The NCAA tournament was partially turned on end before it even started on Tuesday when Syracuse announced that star Fab Melo would not be eligible for the tournament. It sent people scurrying to toss their brackets in the trash or at least get out the eraser as the Orange lost a dynamic player.
Now everyone is wondering just how far Syracuse can go without Melo. Never fear, coach Jim Boeheim says. He believes that his players will be more emotionally ready because they know they have to pick up the slack with Melo out. And he says the team has played without him before, so that should help as well.
Jim Boeheim joined Westwood One with Scott Graham to discuss preparing for NCAA tournament games, how his team will handle the absence of Fab Melo, taking on UNC-Asheville in their first game and the success of this team particularly because of all that’s gone on throughout this season.
What’s different about preparing for an NCAA tournament game as opposed to preparing for normal games?:
“You try to do what you’ve been doing all year long. You try to get a little bit familiar with your new opponent. You’re more familiar with your conference people, but they’re more familiar with you, too, so it’s a little bit of a tradeoff there. But when you come into the tournament, you want your team to be able to play at its highest level. That’s what you’re really concerned about. I think when you play in this tournament, you want to walk away thinking, ‘All right, we played as close to as well as we can play.’ And whatever happens, happens.”
How do you think your team will handle the absence of Fab Melo emotionally?:
“I think they really take the opposite view. They’re going to emotionally want to be better because they know he’s not there. They know they’re going to have to play better. Emotionally, they’re going to be more ready, if that’s possible. The NCAA tournament, you’re ready to play anyway. But I think our players will be ready to play even moreso because they know they’re going to have to play better. They don’t have him back there which obviously weakens our defense a little bit, but they’re going to be anxious to prove that they’re a good basketball team. We played without him a couple times this year and did all right in a couple games, so at least we’ve had that experience.”

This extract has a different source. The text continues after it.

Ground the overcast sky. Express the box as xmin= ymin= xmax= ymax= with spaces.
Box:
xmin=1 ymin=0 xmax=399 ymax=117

On facing a guard-heavy team in UNC-Asheville that has experience:
“They’re a very good basketball team and we’ve played teams that have very good guards and they have very good guards. So, that’s something you know going into the game and we have to make sure, defensively, that we’re prepared to play against that type of team.”
Is this as good a group as you’ve had considering they’ve won 31 games and done so during a bit of a tumultuous time?:
“This team has gotten the most out of this season. I think in college basketball today, teams are nowhere near as good as they were 10 or 15 years ago. There’s not even an argument. Kids leaving early, the spreading out of talent, it’s a whole different ballgame now. But as far as what this team’s accomplished, they’ve accomplished more in the regular season than any team I’ve ever coached. In the Big East, only one other team, Connecticut, has won 17 games in a year. So, obviously, they’ve done everything you could ask them to do. It has been a tremendously up and down year. There’s been a lot of stuff we’ve dealt with and the players have dealt with and they’ve always focused on what’s important.”